A lightweight C# console tool for inspecting PDF structure, detecting content, and comparing blank vs. filled PDFs. This tool is especially useful when debugging auto-generated PDFs where content may be invisible or empty.
Automatically scans all PDF files in the Files/ directory
Prints, for each PDF:
- Total pages
- Text length
- Word & letter count
- Number of images
- Page text content
- Helps you detect PDFs that are effectively “blank”
- No command-line args needed — simple dotnet run
- Uses PdfPig (free & open-source)
PdfReader/
│
├── Files/ # Put your PDF files here
│ ├── sample1.pdf
│ ├── sample2.pdf
│
├── Program.cs # Entry point – scans Files/ folder
├── PdfAnalyzer.cs # Extracts PDF structure information
├── PdfReport.cs # Formats and prints analysis results
├── PdfReader.csproj
└── README.md
-
.NET 8.0 or later
-
Windows, Linux, or macOS
-
NuGet package: UglyToad.PdfPig
-
Install PdfPig:
dotnet add package UglyToad.PdfPig
- Restore dependencies:
dotnet restoreBuild the project:
dotnet buildInside the project directory, create a folder named:
- Files
Add any .pdf files you want to analyze:
PdfReader/Files/
blank.pdf
document1.pdf
invoice.pdf
Run:
dotnet run
The app will:
Automatically detect all PDFs inside Files/
Process each PDF one by one
Print structured reports to the console
Example output:
📁 Found 3 PDF(s) in: .../PdfReader/bin/Debug/net8.0/Files
======================================================
📄 Processing: blank.pdf
======================================================
------------- PAGE 1 -------------
Text Length: 0
Letters Count: 0
Words Count: 0
Images: 0
Text Content:
[NO TEXT]
======================================================
📄 Processing: filled.pdf
======================================================
------------- PAGE 1 -------------
Text Length: 120
Letters Count: 145
Words Count: 18
Images: 1
Text Content:
Patient: John Doe...
The Files folder must be included in your build output so the app can find the PDFs when running from bin/.
Your PdfReader.csproj must contain:
<ItemGroup>
<Content Include="Files\**\*">
<CopyToOutputDirectory>Always</CopyToOutputDirectory>
</Content>
</ItemGroup>This ensures that files are available at runtime under:
bin/Debug/net8.0/Files/
📐 Code Overview
PdfAnalyzer.cs
Responsible for analyzing each PDF and building a PdfAnalysisResult with:
Page text
Word count
Letter count
Images count
Example shape (simplified):
public class PdfPageInfo
{
public int PageNumber { get; set; }
public string Text { get; set; } = "";
public int ImagesCount { get; set; }
public int WordsCount { get; set; }
public int LettersCount { get; set; }
}PdfReport.cs
Formats and prints readable console output for each PdfAnalysisResult.
Program.cs
Locates the Files/ folder
Enumerates all *.pdf files
Uses PdfAnalyzer to analyze each PDF
Uses PdfReport to print the results
You can add a small helper method to classify a PDF as “basically empty”:
using System.Linq;
bool IsBasicallyEmpty(PdfAnalysisResult pdf)
{
return pdf.Pages.All(p =>
string.IsNullOrWhiteSpace(p.Text) &&
p.ImagesCount == 0 &&
p.LettersCount == 0 &&
p.WordsCount == 0
);
}You can then call this per file after analysis to quickly decide if the PDF has meaningful content or not.

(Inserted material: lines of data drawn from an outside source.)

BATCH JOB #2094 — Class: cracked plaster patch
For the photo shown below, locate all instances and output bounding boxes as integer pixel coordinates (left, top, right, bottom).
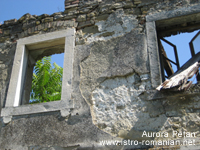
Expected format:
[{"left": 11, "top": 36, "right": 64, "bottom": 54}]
[
  {"left": 91, "top": 74, "right": 167, "bottom": 139},
  {"left": 84, "top": 9, "right": 138, "bottom": 43}
]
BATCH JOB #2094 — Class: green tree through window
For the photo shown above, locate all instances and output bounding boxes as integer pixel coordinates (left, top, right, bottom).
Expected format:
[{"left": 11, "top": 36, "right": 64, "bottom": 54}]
[{"left": 30, "top": 56, "right": 63, "bottom": 103}]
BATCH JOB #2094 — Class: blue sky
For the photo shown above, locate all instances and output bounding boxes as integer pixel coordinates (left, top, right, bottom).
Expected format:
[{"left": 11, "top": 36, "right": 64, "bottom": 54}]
[{"left": 0, "top": 0, "right": 64, "bottom": 67}]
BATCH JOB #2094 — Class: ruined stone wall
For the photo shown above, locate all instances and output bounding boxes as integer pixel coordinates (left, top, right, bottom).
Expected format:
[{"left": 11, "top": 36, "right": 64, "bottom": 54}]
[{"left": 0, "top": 0, "right": 200, "bottom": 150}]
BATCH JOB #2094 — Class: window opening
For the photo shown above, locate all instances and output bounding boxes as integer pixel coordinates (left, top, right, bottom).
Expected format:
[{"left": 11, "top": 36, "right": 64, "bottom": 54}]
[
  {"left": 158, "top": 31, "right": 200, "bottom": 81},
  {"left": 29, "top": 53, "right": 64, "bottom": 104}
]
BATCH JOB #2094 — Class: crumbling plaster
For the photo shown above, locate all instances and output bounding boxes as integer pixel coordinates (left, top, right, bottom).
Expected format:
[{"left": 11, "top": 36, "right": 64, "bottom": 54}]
[{"left": 0, "top": 0, "right": 200, "bottom": 150}]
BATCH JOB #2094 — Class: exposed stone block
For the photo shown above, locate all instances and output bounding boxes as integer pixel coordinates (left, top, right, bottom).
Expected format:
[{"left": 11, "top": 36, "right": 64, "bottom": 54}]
[
  {"left": 42, "top": 17, "right": 53, "bottom": 23},
  {"left": 11, "top": 24, "right": 22, "bottom": 34},
  {"left": 65, "top": 4, "right": 78, "bottom": 9},
  {"left": 4, "top": 19, "right": 17, "bottom": 25},
  {"left": 78, "top": 21, "right": 94, "bottom": 29},
  {"left": 72, "top": 0, "right": 79, "bottom": 5},
  {"left": 77, "top": 15, "right": 86, "bottom": 22},
  {"left": 3, "top": 30, "right": 10, "bottom": 36}
]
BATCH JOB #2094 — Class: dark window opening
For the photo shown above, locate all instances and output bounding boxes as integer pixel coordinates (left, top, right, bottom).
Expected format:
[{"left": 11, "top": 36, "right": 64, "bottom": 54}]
[{"left": 157, "top": 21, "right": 200, "bottom": 82}]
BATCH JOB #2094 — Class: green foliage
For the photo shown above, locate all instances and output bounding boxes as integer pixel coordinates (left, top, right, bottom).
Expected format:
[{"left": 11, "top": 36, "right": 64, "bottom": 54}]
[{"left": 30, "top": 56, "right": 63, "bottom": 103}]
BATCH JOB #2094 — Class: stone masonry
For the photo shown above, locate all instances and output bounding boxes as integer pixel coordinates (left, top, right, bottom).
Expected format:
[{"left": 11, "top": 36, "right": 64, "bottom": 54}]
[{"left": 0, "top": 0, "right": 200, "bottom": 150}]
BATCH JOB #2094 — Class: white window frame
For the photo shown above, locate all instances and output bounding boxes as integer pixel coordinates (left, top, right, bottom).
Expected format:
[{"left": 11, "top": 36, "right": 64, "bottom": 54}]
[{"left": 1, "top": 28, "right": 75, "bottom": 117}]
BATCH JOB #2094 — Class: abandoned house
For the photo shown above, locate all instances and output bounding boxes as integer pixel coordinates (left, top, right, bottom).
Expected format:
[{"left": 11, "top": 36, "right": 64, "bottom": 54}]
[{"left": 0, "top": 0, "right": 200, "bottom": 150}]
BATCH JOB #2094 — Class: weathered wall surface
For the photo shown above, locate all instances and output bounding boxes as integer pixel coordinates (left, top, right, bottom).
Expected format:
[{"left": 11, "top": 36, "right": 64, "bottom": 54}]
[{"left": 0, "top": 0, "right": 200, "bottom": 150}]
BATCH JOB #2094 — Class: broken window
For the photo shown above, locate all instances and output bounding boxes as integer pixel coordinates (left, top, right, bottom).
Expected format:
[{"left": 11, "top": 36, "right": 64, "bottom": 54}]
[
  {"left": 1, "top": 28, "right": 75, "bottom": 116},
  {"left": 158, "top": 31, "right": 200, "bottom": 81}
]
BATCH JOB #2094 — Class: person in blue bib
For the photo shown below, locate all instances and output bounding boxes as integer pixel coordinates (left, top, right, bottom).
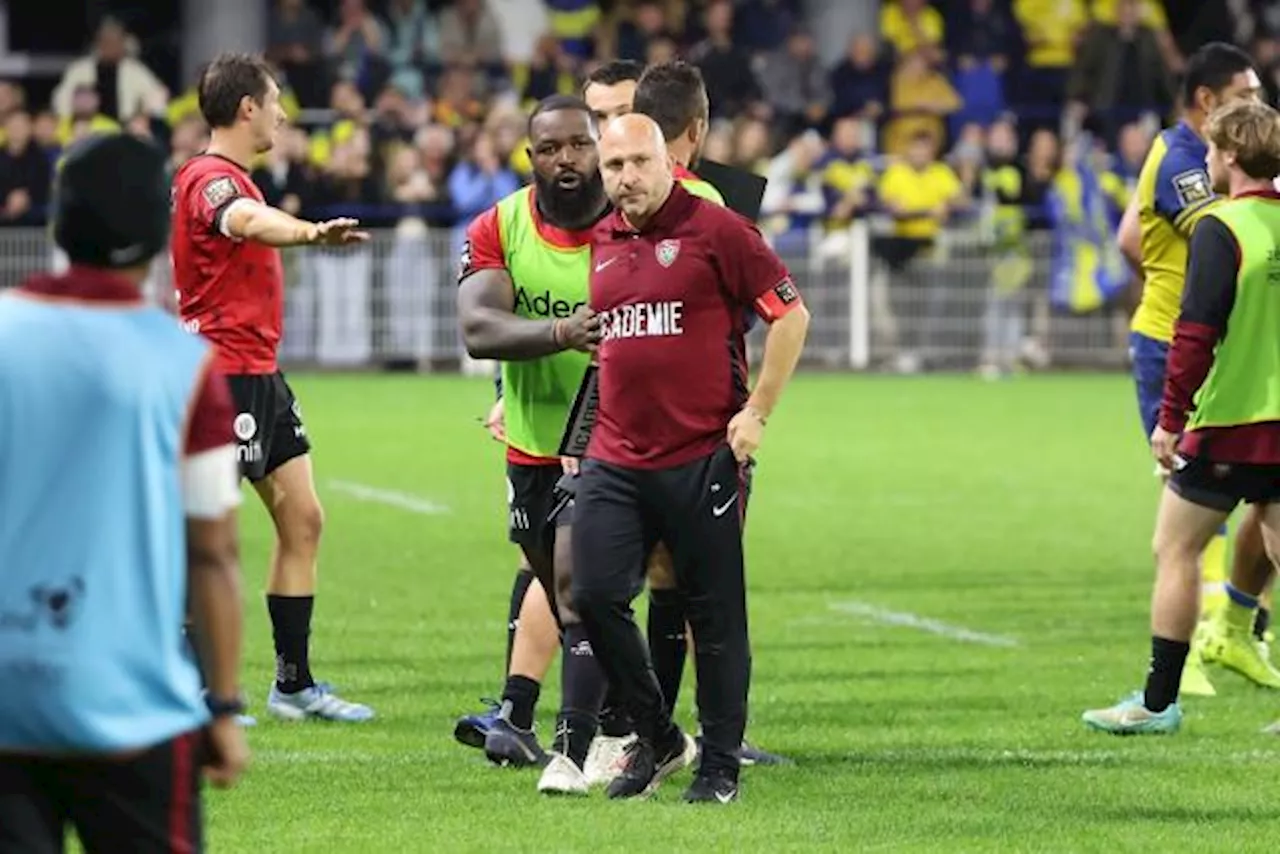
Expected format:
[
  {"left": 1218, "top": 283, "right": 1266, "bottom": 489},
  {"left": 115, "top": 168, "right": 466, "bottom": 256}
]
[{"left": 0, "top": 134, "right": 248, "bottom": 854}]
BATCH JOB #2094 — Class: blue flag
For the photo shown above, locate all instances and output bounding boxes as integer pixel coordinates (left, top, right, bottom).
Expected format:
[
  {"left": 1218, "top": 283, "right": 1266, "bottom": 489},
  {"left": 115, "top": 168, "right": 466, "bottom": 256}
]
[{"left": 1048, "top": 141, "right": 1129, "bottom": 314}]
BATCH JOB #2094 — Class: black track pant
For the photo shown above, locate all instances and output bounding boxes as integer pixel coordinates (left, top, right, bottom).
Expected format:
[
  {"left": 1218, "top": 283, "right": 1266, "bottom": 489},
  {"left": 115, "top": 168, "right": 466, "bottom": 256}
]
[
  {"left": 0, "top": 731, "right": 204, "bottom": 854},
  {"left": 572, "top": 447, "right": 751, "bottom": 778}
]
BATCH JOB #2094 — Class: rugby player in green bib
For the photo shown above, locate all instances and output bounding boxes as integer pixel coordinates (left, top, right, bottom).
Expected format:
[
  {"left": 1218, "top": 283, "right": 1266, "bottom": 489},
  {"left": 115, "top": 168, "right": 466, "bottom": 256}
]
[
  {"left": 1084, "top": 102, "right": 1280, "bottom": 735},
  {"left": 458, "top": 96, "right": 609, "bottom": 767}
]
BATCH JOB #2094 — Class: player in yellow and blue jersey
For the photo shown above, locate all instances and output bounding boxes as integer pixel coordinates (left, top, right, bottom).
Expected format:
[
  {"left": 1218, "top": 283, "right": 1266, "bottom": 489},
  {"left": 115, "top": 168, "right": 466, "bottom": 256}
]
[{"left": 1120, "top": 42, "right": 1280, "bottom": 697}]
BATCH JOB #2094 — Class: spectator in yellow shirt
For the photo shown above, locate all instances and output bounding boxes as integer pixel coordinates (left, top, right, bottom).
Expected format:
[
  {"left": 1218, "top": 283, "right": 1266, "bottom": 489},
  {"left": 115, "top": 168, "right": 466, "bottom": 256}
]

Export analysis results to JSON or CSV
Compare two PDFs side by side
Highlight structural differences between PDFs
Colored console output for better readability
Save reports into a /Reports directory
Heuristics to distinguish scanned-image PDFs vs. digital-text PDFs
This project is intended for debugging, testing, and internal development use. You are free to modify or extend it according to your needs.